Allen has been an ever-present in the Valkenswaard squad since the GCL’s inception in 2016. The novel mixed-nationality team format was developed as an addition to the longer-standing Longines Global Champions Tour (GCT) for individual riders. Allen was the first Irish rider to compete for a team and his outfit won the championship in the inaugural year. They finished second in 2017 and were runners-up last term.

Italian Alberto Zorzi has been almost a constant in the squad as well, and last year former world No 1 Marcus Ehning of Germany came on board.

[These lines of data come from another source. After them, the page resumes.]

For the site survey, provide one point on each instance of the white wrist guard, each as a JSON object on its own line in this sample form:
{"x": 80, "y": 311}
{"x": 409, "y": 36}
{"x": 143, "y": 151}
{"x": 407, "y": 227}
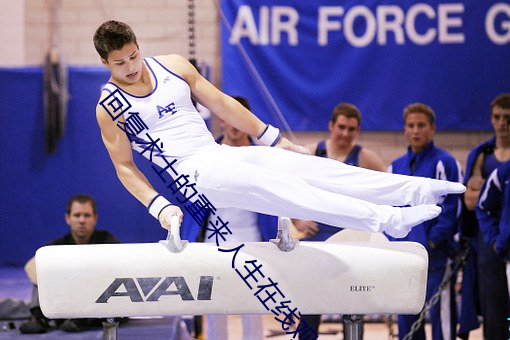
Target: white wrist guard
{"x": 157, "y": 205}
{"x": 270, "y": 136}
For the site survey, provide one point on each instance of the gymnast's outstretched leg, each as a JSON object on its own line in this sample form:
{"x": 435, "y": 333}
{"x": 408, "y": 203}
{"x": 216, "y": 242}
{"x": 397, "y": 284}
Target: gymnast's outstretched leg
{"x": 240, "y": 184}
{"x": 331, "y": 175}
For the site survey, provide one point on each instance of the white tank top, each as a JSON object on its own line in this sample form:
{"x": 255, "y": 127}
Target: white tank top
{"x": 168, "y": 114}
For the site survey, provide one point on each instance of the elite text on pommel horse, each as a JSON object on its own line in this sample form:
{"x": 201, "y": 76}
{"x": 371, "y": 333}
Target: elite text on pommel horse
{"x": 345, "y": 275}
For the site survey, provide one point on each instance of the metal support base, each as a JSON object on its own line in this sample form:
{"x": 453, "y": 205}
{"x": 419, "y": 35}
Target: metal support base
{"x": 353, "y": 327}
{"x": 110, "y": 329}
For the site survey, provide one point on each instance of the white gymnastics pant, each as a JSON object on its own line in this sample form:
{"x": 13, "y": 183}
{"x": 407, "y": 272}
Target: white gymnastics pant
{"x": 278, "y": 182}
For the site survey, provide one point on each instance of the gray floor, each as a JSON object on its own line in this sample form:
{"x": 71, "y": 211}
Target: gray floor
{"x": 15, "y": 289}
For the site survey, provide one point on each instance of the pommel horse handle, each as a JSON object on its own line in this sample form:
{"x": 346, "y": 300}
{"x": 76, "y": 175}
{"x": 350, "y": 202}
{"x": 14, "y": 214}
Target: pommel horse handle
{"x": 284, "y": 240}
{"x": 173, "y": 240}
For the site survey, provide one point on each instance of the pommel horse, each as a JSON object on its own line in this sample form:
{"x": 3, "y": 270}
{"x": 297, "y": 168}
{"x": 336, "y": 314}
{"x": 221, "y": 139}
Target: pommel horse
{"x": 345, "y": 275}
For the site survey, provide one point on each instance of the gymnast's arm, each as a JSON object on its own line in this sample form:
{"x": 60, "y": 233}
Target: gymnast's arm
{"x": 119, "y": 149}
{"x": 474, "y": 184}
{"x": 224, "y": 106}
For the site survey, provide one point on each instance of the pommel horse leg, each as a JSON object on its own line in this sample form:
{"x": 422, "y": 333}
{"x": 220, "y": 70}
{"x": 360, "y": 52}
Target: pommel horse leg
{"x": 110, "y": 329}
{"x": 353, "y": 327}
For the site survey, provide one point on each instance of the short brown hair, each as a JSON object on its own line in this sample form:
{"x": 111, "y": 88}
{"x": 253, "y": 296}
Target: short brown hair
{"x": 420, "y": 108}
{"x": 503, "y": 101}
{"x": 112, "y": 35}
{"x": 348, "y": 110}
{"x": 81, "y": 198}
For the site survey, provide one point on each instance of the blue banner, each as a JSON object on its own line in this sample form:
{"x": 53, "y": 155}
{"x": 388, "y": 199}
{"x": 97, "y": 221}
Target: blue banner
{"x": 295, "y": 60}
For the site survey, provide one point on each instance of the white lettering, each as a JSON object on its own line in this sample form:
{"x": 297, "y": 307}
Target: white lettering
{"x": 325, "y": 25}
{"x": 490, "y": 29}
{"x": 384, "y": 13}
{"x": 413, "y": 35}
{"x": 244, "y": 27}
{"x": 369, "y": 34}
{"x": 445, "y": 22}
{"x": 273, "y": 22}
{"x": 284, "y": 19}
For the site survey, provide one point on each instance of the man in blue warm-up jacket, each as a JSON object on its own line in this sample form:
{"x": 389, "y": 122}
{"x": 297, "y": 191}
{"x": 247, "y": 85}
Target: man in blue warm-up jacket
{"x": 424, "y": 159}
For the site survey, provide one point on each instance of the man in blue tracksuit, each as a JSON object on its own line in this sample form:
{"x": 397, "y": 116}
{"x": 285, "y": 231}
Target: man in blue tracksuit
{"x": 344, "y": 127}
{"x": 493, "y": 212}
{"x": 484, "y": 278}
{"x": 424, "y": 159}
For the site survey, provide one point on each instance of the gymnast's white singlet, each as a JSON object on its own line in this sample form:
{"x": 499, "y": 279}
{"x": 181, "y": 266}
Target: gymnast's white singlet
{"x": 268, "y": 180}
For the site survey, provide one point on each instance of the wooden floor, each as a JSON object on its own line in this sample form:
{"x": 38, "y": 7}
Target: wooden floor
{"x": 328, "y": 331}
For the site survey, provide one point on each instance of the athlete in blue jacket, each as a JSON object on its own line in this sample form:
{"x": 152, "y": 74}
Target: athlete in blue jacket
{"x": 424, "y": 159}
{"x": 344, "y": 127}
{"x": 493, "y": 211}
{"x": 484, "y": 276}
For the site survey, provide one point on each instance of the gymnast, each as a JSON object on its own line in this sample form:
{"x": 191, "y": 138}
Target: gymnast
{"x": 277, "y": 178}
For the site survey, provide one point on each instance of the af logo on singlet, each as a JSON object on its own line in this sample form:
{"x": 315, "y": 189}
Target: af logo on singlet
{"x": 168, "y": 109}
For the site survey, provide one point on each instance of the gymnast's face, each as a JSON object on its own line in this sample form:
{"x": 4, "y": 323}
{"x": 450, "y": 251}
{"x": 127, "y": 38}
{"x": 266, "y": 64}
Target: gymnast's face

O’Connor joins the Valkenswaard set-up for the new season in which each of the 16 teams in the competition will have squads consisting of six riders — an increase of one from previous seasons. However only two riders line out on any particular day of competition and Allen is in line for an appearance at this weekend’s opener while O’Connor will not be at this fixture.

It’s not the first time a GCL team has featured more than one Irish rider in its ranks: Last term, Miami Celtics were endowed with four — Denis Lynch, Michael Duffy, Cameron Hanley and Shane Breen — with American Jessica Springsteen completing the picture for a team that had quite a good season, finishing third overall.

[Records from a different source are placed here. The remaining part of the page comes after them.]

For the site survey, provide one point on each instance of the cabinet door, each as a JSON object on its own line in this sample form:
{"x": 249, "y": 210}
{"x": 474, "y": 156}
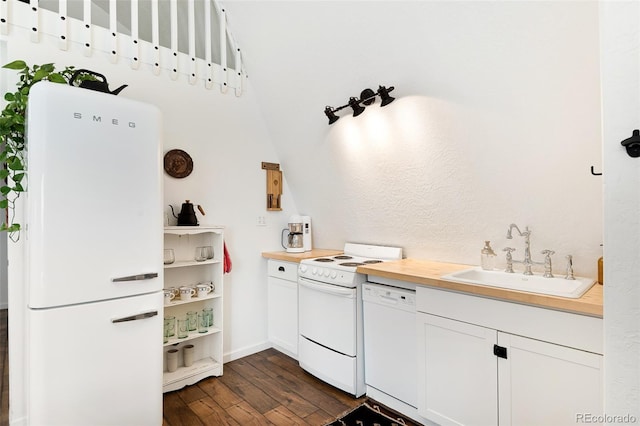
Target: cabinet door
{"x": 542, "y": 383}
{"x": 457, "y": 372}
{"x": 282, "y": 318}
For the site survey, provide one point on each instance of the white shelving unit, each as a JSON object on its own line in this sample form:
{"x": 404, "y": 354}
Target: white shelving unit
{"x": 186, "y": 271}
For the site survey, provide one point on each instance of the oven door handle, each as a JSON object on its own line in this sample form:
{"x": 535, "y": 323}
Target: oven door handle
{"x": 328, "y": 288}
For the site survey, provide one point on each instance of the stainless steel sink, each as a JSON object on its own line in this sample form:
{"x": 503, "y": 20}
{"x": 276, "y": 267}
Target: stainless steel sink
{"x": 556, "y": 286}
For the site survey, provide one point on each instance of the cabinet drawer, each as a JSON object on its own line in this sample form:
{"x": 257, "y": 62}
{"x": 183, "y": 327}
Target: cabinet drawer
{"x": 284, "y": 270}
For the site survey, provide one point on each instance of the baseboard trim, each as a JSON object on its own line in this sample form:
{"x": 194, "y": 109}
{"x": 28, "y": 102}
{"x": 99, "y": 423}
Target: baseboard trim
{"x": 246, "y": 351}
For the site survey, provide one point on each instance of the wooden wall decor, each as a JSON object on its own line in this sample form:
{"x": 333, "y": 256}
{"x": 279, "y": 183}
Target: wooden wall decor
{"x": 274, "y": 185}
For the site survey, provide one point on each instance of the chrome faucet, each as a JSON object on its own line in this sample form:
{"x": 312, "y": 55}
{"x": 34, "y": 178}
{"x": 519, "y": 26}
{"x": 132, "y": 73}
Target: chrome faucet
{"x": 527, "y": 247}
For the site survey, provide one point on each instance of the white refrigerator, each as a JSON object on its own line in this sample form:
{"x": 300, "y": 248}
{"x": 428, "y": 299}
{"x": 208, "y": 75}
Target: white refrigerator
{"x": 93, "y": 351}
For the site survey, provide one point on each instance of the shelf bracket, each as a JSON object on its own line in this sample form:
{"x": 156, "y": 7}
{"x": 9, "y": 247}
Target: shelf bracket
{"x": 274, "y": 185}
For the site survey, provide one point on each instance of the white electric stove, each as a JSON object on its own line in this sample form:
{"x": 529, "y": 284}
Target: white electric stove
{"x": 330, "y": 314}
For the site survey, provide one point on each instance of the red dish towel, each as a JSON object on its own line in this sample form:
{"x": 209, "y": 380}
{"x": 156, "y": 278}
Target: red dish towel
{"x": 227, "y": 260}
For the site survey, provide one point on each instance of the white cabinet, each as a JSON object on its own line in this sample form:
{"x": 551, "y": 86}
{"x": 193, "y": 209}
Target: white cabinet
{"x": 187, "y": 271}
{"x": 457, "y": 372}
{"x": 465, "y": 379}
{"x": 282, "y": 306}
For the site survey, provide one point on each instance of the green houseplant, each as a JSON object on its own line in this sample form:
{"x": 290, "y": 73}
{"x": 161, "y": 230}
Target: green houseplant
{"x": 12, "y": 135}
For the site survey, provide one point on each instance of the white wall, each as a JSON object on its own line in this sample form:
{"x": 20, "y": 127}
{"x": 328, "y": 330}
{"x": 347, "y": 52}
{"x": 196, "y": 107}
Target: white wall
{"x": 621, "y": 106}
{"x": 4, "y": 296}
{"x": 497, "y": 120}
{"x": 227, "y": 139}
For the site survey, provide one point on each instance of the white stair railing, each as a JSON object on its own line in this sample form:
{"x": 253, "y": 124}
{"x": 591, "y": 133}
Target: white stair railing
{"x": 186, "y": 38}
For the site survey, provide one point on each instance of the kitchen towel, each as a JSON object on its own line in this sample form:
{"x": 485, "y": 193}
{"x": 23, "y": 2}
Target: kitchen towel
{"x": 227, "y": 260}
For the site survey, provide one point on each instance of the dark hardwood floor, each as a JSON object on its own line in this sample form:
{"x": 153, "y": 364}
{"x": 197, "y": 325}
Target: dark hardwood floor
{"x": 267, "y": 388}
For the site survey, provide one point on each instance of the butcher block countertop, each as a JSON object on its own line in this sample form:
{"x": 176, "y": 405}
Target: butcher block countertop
{"x": 428, "y": 273}
{"x": 297, "y": 257}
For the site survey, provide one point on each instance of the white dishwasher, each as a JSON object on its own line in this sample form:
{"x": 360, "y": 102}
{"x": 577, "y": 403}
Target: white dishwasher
{"x": 390, "y": 342}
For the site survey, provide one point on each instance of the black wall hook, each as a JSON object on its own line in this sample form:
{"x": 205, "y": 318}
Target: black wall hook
{"x": 632, "y": 144}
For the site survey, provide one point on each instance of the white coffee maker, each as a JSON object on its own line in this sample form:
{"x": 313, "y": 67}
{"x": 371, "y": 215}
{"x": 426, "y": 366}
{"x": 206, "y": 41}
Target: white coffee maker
{"x": 293, "y": 241}
{"x": 298, "y": 239}
{"x": 306, "y": 233}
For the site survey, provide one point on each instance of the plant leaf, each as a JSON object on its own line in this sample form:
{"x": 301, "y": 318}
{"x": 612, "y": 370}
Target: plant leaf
{"x": 40, "y": 74}
{"x": 16, "y": 65}
{"x": 57, "y": 78}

Lynch has moved to the New York Empire squad and will be at the Doha fixture, while the Miami squad holds onto the other three Irish members, two of whom (Duffy and Breen) will be present in Qatar.

In all, seven of the 16 teams in the GCL have Irish members. Shane Sweetnam will again line out for the Shanghai Swans team, having been their top performer last season when they ended up in overall fifth, though the Corkman will not be involved in the opening round. Meanwhile, Michael G Duffy remains with the Madrid in Motion squad who will now also have the services of fellow Irish rider Mark McAuley — though the latter will not be on duty in this week’s round — while Cannes Stars will have Derry rider Daniel Coyle in their ranks, though he will also be absent from this week’s opener.

The GCL will visit 19 venues worldwide between now and September, when New York, for the first time, hosts a round which will be the conclusion of the GCL proper. There will be a further lucrative finale in November in Prague when both the GCT and GCL will stage lucrative play-offs as an extra end-of-season spectacular. In 2018, when the Prague play-offs were first added to the calendar, Madrid In Motion carried off the top team prize.

With so many Irish riders involved, national team manager Rodrigo Pessoa will have to do a balancing act to put out his strongest possible line-ups for the Nations Cup series and the European Championships. It won’t help that all four of Ireland’s competitive nations cups (in France, Poland, UK and Dublin) clash directly with rounds of the GCL.

Assistant manager Michael Blake took charge of what was a token appearance at the only Middle Eastern round of this year’s nations cup series last weekend in Abu Dhabi. Ireland finished second to Germany, both countries trumping the regional teams for whom this was their only opportunity to qualify for the annual final in Barcelona.

The two available slots went to the UAE, who finished third, and Saudi Arabia who were next in line. Ireland scored three clears, one each from Trevor Breen ((Escapade H), David Simpson (Jenson) and Mark McAuley (Jasco vd Bisschop). McAuley almost made it a double-clear and had only the last fence to negotiate in the second round when his mount appeared to take fright at something and veered sideways. The Louth rider managed to get the horse back on track but the pairing didn’t clear the last and ended up on the floor, thankfully unharmed.

I am very happy with our team,” Michael Blake said. “Trevor’s horse and David’s had never jumped a nations cup before so it was good to see each of them jumping a clear round.

Blake will take charge of the Irish team again this weekend when they line-out in Wellington, Florida for another guest appearance.

The team’s first competitive fixture is still over two months away at the French Nations Cup at La Baule in May.

They will also contest qualifiers in Sopot, Poland in June and at Hickstead, Uk at the end of July before the final qualifier at Dublin Horse Show in August.